Over here in Europe, it's been a little difficult for me to stay on top of American events and/or national gossip, but I do my best. I have heard a lot recently about the question of modest leggings. If you haven't heard, one (married) woman wrote on her own personal blog that she chose not to wear leggings as pants anymore because she thought it was immodest. For whatever reason, this sparked national headlines. As annoyed as I was by all this, I was planning not to say anything until I heard about a Christian comedian making fun of that woman for trying to be more Christlike. That was the last straw.
I have two points to make about all this. The first is to my fellow Christians, especially the ones making fun of that woman for her decision, and the second, but probably more important, is to all middle school and high school girls of any faith all throughout America.
Christians: To mock, deride, or degrade this lady's decision to be more modest is unacceptable. Biblically unacceptable. There have already been plenty of discussions about the modesty verses in the Bible, but those aren't the most applicable verses. I urge you all to read 1 Corinthians 8, but if you don't have time to read the entire chapter, then I'll just leave here the most important verse in that chapter. 1 Corinthians 8:13: "Therefore, if what I eat causes my brother or sister to fall into sin, I will never eat meat again, so that I will not cause them to fall." Fill in the words eat with wear and the word meat with anything you like - the point is the same. We are to be considerate of other Christians who may not be comfortable with everything we are, and not be indifferent to them. Christianity is not peer pressure - which brings me to the second point...

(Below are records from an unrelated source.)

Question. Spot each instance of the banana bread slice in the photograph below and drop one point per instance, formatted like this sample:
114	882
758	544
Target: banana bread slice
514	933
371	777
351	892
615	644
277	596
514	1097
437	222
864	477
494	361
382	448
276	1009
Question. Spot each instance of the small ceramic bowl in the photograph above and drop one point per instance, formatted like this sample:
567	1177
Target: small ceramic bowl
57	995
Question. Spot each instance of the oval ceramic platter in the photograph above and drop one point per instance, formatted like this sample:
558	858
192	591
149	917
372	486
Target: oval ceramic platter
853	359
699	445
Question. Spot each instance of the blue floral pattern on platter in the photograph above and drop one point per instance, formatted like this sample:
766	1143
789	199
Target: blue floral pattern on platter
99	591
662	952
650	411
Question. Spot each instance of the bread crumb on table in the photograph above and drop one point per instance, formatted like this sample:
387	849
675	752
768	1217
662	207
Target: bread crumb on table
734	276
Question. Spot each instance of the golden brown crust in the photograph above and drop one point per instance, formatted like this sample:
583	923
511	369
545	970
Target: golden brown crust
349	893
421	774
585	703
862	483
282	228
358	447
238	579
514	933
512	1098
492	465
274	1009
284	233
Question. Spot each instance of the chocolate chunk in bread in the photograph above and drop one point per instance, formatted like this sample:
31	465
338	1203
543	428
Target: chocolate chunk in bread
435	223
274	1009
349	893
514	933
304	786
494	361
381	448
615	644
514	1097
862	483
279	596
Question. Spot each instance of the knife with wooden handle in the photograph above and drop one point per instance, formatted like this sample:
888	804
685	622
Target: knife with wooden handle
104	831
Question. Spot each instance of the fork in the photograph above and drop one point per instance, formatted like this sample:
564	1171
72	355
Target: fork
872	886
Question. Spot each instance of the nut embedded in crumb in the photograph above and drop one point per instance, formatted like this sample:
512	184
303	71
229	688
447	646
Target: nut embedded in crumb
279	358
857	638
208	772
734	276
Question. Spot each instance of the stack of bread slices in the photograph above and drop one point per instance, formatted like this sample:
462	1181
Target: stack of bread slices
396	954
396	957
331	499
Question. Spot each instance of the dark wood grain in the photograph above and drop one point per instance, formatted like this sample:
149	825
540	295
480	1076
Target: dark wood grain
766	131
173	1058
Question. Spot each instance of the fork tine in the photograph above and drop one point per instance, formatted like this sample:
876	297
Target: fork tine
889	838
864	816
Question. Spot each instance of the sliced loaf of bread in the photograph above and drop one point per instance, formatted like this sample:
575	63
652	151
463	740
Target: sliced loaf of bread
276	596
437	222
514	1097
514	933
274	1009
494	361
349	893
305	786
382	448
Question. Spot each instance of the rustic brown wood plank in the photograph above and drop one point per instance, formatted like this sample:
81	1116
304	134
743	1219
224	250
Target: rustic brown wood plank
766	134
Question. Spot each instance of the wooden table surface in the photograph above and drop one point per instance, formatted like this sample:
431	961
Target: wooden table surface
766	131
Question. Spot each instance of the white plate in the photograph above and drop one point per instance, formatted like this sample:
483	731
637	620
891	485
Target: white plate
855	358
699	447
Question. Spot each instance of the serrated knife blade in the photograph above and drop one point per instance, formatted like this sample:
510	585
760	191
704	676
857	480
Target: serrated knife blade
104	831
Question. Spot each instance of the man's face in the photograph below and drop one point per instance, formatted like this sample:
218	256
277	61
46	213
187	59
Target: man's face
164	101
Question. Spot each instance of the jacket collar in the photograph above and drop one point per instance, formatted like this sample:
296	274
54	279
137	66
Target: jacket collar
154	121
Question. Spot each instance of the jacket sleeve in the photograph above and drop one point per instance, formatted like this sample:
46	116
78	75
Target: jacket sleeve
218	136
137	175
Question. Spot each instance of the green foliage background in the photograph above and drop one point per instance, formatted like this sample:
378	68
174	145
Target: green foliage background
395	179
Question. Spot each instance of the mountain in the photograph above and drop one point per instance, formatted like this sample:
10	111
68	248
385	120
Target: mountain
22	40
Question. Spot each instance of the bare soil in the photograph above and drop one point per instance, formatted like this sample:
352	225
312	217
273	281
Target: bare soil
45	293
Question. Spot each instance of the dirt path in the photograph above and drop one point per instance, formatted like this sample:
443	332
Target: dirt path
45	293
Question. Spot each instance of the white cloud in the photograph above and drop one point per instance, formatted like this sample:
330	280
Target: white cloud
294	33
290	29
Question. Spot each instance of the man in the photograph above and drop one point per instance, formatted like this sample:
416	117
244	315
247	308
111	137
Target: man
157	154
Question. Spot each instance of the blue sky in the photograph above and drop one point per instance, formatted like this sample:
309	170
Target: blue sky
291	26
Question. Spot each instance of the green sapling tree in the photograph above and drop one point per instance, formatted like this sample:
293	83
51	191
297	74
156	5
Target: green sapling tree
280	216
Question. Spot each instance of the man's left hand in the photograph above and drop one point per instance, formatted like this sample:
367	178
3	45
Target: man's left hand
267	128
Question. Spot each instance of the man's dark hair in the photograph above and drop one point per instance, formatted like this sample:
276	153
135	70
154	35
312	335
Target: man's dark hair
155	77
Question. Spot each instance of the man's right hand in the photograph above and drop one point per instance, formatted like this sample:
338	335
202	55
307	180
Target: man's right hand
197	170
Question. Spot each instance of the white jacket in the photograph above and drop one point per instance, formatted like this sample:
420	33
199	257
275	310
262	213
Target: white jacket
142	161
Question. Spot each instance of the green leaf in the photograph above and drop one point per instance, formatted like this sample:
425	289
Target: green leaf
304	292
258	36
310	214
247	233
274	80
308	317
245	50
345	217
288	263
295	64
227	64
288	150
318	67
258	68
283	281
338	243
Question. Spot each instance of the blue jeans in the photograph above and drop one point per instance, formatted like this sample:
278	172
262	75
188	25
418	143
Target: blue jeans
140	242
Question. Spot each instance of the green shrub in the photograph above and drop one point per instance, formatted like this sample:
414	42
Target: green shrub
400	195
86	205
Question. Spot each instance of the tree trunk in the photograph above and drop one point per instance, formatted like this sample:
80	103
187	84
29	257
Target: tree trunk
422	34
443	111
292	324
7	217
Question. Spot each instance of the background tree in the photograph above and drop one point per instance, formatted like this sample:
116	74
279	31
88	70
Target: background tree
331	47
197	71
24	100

Girls in America: I think you might be the hardest hit by this controversy. As if we don't get enough peer pressure from all our classmates. It's not just about what we wear, but how we act, how we speak, and anything else we can possibly be judged on. Unfortunately, as this controversy shows, peer pressure doesn't end in middle school and high school.
I'm certainly not trying to shame girls who wear leggings as pants, especially in middle school. What I am saying is that if you don't want to, that's okay. It's perfectly okay to not be comfortable wearing leggings as pants, or skinny jeans, or skin-tight shirts. Don't let anyone tell you otherwise! Other girls love to pile on the pressure - the endless, "It's really okays," the skeptical looks and eye-rolling, the quiet giggles behind hands, all meant to make it clear that their way is the correct way and yours is a silly deviation. It isn't.

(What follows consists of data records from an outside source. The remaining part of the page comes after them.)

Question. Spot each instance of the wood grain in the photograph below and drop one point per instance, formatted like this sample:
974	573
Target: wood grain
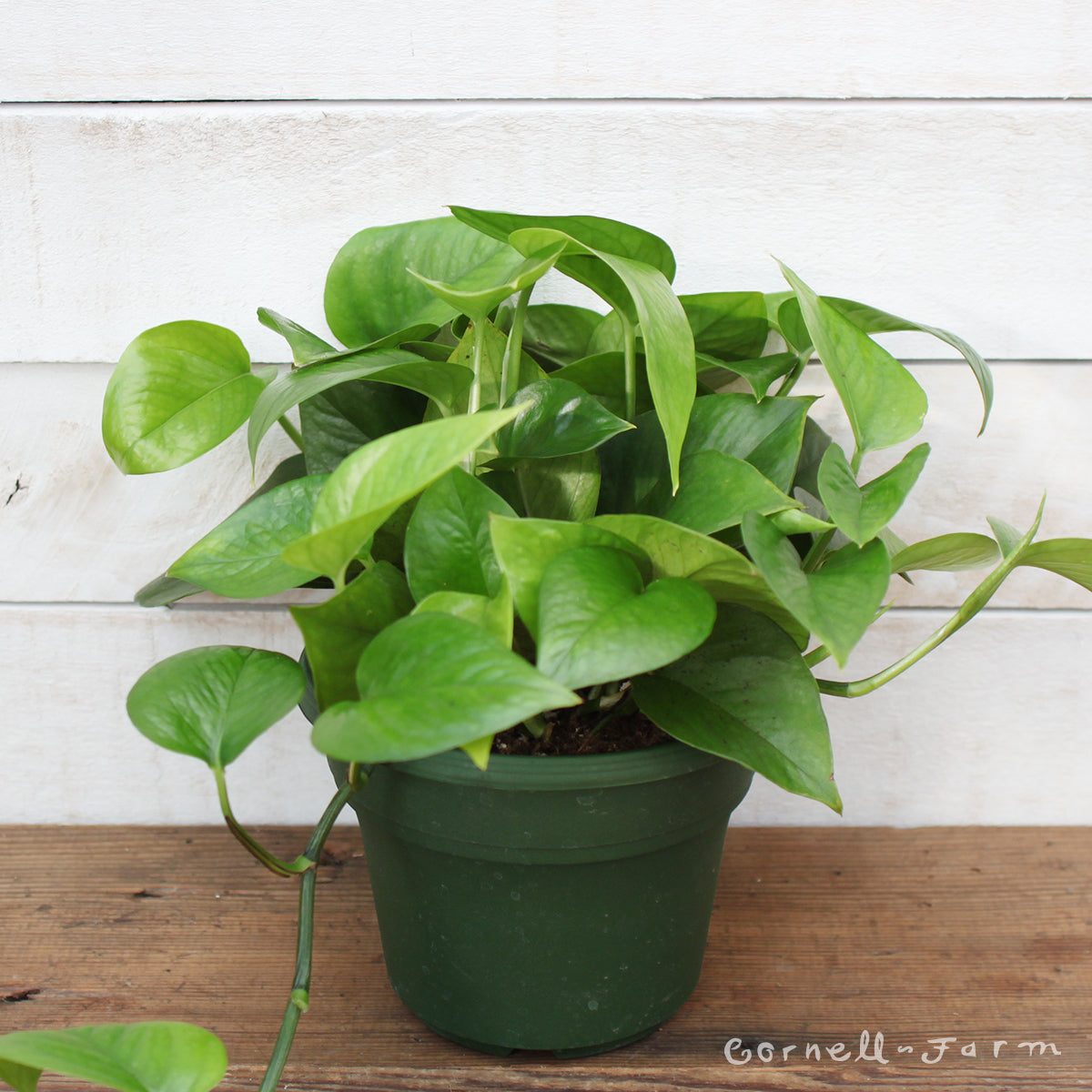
976	934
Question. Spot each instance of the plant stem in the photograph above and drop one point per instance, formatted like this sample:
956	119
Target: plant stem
971	606
513	349
292	430
631	349
273	863
305	939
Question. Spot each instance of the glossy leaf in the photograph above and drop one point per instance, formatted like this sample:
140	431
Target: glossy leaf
562	489
430	682
525	547
718	490
874	321
599	622
371	483
448	546
724	572
861	512
213	703
768	435
443	382
178	391
746	694
556	419
494	616
884	402
304	344
240	558
1067	557
337	632
731	326
483	289
153	1057
558	333
603	376
839	602
953	552
369	290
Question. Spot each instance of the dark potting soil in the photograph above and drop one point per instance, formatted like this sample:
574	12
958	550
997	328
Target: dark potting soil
573	732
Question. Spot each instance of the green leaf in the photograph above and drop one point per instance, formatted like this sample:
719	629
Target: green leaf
839	602
369	293
483	289
599	622
558	333
178	391
371	483
861	512
768	435
732	326
603	376
562	489
884	402
448	545
304	344
724	572
718	490
337	632
492	615
213	703
154	1057
240	558
759	372
525	547
430	682
556	419
443	382
874	321
1067	557
953	552
747	694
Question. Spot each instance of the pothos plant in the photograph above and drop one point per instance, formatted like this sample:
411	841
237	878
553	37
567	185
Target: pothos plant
540	519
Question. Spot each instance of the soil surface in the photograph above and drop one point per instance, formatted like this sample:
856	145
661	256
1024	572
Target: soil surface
576	732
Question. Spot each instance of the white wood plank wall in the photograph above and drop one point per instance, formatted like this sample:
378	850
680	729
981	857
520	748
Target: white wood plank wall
162	162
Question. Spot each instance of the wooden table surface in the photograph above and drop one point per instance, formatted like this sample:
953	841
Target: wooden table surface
978	936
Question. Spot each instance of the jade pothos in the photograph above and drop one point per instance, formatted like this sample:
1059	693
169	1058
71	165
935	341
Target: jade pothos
520	508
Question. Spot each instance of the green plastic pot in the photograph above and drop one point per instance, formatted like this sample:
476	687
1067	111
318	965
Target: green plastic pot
547	904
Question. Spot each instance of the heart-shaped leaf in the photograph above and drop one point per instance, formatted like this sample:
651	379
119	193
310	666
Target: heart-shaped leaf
953	552
442	382
448	546
369	292
599	622
177	391
731	326
718	490
213	703
884	402
485	288
861	512
430	682
747	694
839	602
556	419
240	558
1067	557
371	483
525	547
337	632
153	1057
724	572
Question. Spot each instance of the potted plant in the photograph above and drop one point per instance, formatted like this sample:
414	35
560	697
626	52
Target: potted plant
580	567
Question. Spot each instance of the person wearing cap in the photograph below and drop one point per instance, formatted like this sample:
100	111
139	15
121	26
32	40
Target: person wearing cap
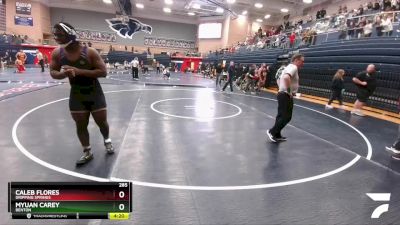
366	84
135	68
83	66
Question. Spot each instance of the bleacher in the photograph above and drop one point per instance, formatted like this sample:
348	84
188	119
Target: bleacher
322	61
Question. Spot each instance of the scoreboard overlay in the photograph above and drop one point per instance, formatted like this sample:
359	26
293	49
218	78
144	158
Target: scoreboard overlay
70	200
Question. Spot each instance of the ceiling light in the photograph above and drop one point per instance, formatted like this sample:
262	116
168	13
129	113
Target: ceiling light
196	6
258	5
219	10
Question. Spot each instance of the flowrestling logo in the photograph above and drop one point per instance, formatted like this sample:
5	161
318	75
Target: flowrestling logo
379	197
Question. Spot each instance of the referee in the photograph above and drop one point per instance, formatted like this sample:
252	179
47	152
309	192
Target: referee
288	86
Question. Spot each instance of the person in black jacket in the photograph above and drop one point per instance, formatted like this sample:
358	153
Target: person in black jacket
366	85
231	76
337	89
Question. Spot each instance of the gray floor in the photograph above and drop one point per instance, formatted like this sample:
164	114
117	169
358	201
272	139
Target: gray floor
174	143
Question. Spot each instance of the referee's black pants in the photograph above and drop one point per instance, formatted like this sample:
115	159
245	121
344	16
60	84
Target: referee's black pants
285	111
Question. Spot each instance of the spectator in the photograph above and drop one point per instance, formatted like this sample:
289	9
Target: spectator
40	59
378	25
387	26
360	27
368	29
292	39
350	29
366	85
337	88
231	76
259	32
387	5
369	6
360	10
377	6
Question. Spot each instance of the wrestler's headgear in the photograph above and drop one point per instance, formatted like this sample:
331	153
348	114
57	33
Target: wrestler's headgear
64	34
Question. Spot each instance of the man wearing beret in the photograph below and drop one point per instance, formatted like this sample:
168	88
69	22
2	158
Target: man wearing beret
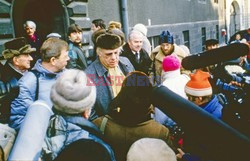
17	53
107	71
36	85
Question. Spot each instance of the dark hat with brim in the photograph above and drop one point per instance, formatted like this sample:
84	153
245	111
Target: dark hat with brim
15	47
109	41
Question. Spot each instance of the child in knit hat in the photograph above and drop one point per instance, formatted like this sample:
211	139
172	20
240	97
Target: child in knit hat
199	91
72	101
172	77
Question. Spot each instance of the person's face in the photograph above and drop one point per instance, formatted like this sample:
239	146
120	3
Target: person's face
211	47
22	62
195	100
61	61
135	43
109	58
167	48
76	37
94	28
30	30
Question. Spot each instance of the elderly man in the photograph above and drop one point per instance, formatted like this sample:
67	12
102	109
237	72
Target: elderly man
107	71
77	56
166	47
17	53
33	39
133	51
36	85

Sweet girls, here is the truth: you are not the only ones. I can assure you that at least one or two of those girls wearing whatever you're not comfortable wearing are also uncomfortable with it. No matter how much other girls want to make it seem like you're the only one, you are not. I promise. Stand up for what you believe; don't just be yourself, be the best version of yourself.
I cannot believe that adults, particularly women, can have so little regard for how embarrassing it is to be singled out and mocked for something you value. They are setting a terrible example to you, sweet girls. All I can say is, stand strong; you are not alone, and no, not everyone else is doing it, no matter how many times you hear other girls or adults telling you otherwise. Follow your conscience, and stay in your comfort level of clothing, acting, and speech; contrary to what the world says, you are not worthy of mockery for doing so. You are worthy of respect.
To all who want to laugh at me for being old-fashioned or a "nun," let me say this: you can say whatever you want to. I don't care. I've heard it all before in middle and high school. I was one of those girls that wasn't always comfortable with what everyone else was doing, and I received earfuls about it on a regular basis. Say whatever you want - it's never stopped me before, and it won't stop me now.